“We want all, but we’ll take half,” is one of the inimitable Bella Abzug’s mantras. It’s also on the masthead of a website I commend to you, called Women for Parity, my first Website of the Week.
There are so many great websites for and about powered women and the issues important to us. I decided to start this regular feature as a way to honor them, but more importantly to share them with my readers, tweeps, and Facebook friends and fans. I hope you’ll find some new website resources and interesting blogs here. And please let me know if you have websites to suggest.
Women for Parity isn’t a new discovery for me though; it’s been on my blogroll for a long time. Its founders include Bella’s former NY office chief Martha Baker, filmmaker/activist Lilly Rivlin, web design expert Beva Eastman, and Carole Losee founder of the Elizabeth Seeger school.
They posted some good news recently that I want to share with you. Their Women for Parity Blog looked at the percentage of women in various political leadership roles. While the news overall isn’t so great–17% of Congress for example–there’s a big bright spot in state level chief justices:
In the course of tracking down information about Georgia’s Chief Justice Leah Ward Sears, I came across a list of the names of all the chief justices in all the states and territories. As I glanced down the list, I was astonished to find so many women’s first names in a setting that I would have expected to be an all-white male club. When I checked further and counted them out, I found to my delight that 18 of the 50 states had female chief justices–36%–and while women have not yet achieved complete parity, we are on our way in an unlikely place.
(Recently, NYS’s Chief Justice Judith Kaye has retired under NYS’s mandatory retirement rule of 70 years. Gov.
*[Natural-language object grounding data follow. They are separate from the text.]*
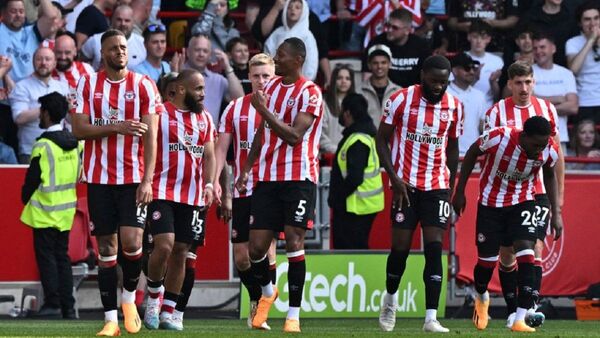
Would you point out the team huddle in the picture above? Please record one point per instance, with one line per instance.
(160, 165)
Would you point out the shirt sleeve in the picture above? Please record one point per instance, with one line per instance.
(391, 114)
(490, 139)
(311, 101)
(81, 105)
(150, 99)
(491, 118)
(226, 122)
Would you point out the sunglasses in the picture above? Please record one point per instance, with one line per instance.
(156, 28)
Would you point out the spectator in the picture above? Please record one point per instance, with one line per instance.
(432, 30)
(141, 15)
(554, 83)
(461, 87)
(408, 50)
(92, 20)
(24, 100)
(68, 69)
(331, 132)
(155, 43)
(356, 194)
(217, 87)
(585, 143)
(491, 65)
(583, 59)
(237, 51)
(524, 42)
(216, 23)
(19, 42)
(295, 24)
(378, 88)
(7, 154)
(554, 18)
(8, 129)
(50, 197)
(270, 18)
(167, 85)
(122, 20)
(501, 16)
(77, 7)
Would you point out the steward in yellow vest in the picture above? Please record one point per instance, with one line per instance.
(356, 188)
(50, 197)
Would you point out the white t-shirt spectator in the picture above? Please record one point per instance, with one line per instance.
(136, 52)
(25, 96)
(489, 64)
(475, 108)
(588, 78)
(71, 18)
(557, 81)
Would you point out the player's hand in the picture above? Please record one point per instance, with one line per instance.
(400, 197)
(459, 202)
(218, 192)
(240, 184)
(143, 194)
(557, 225)
(259, 101)
(132, 127)
(208, 196)
(224, 211)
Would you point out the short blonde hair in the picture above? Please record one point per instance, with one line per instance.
(261, 59)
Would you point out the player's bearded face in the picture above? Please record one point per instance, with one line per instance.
(193, 102)
(115, 52)
(434, 84)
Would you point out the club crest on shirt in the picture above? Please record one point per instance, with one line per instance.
(129, 96)
(113, 113)
(444, 116)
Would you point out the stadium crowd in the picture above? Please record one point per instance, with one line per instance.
(213, 64)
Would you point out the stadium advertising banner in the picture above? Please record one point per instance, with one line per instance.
(351, 285)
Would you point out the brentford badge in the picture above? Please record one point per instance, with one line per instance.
(129, 96)
(480, 238)
(444, 116)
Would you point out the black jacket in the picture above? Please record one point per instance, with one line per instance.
(358, 157)
(33, 178)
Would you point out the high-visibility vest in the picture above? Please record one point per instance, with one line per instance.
(368, 198)
(53, 203)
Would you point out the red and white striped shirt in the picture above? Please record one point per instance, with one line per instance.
(241, 120)
(72, 76)
(421, 135)
(182, 136)
(506, 113)
(508, 175)
(279, 161)
(115, 159)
Paterson has chosen her replacement, Jonathan Lippman, –not yet confirmed–after a brief struggle with the state’s nominating commission, arguing that the all-male list he was given to choose from which did not contain any women or minority names was not representative of the legal talent of the state!)
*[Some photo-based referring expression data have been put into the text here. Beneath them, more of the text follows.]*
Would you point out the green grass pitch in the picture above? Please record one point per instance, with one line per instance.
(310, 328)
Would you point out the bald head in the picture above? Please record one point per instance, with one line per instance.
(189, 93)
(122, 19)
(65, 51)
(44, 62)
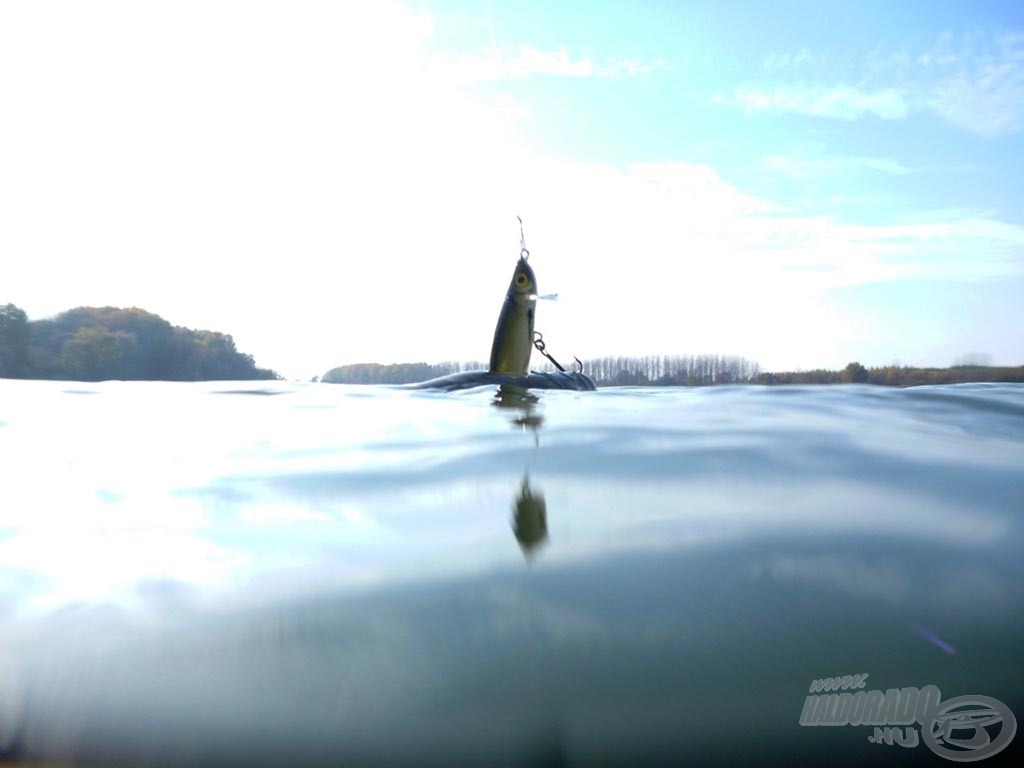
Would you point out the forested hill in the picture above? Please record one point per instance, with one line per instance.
(101, 343)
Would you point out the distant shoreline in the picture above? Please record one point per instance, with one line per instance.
(695, 371)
One reason for the achievement of so many women to high judicial office has been that more and more women have chosen to attend law school after their college graduation. The figures are quite astonishing, indicating that today 40% to 52% of law school classes are female.
There’s lots of good news for women these days, in my humble opinion. This is a Moment unlike any we have ever seen. More on that in future posts. Today, check out Women for Parity, and let me know what other sites you’d like to see recognized as Website of the Week.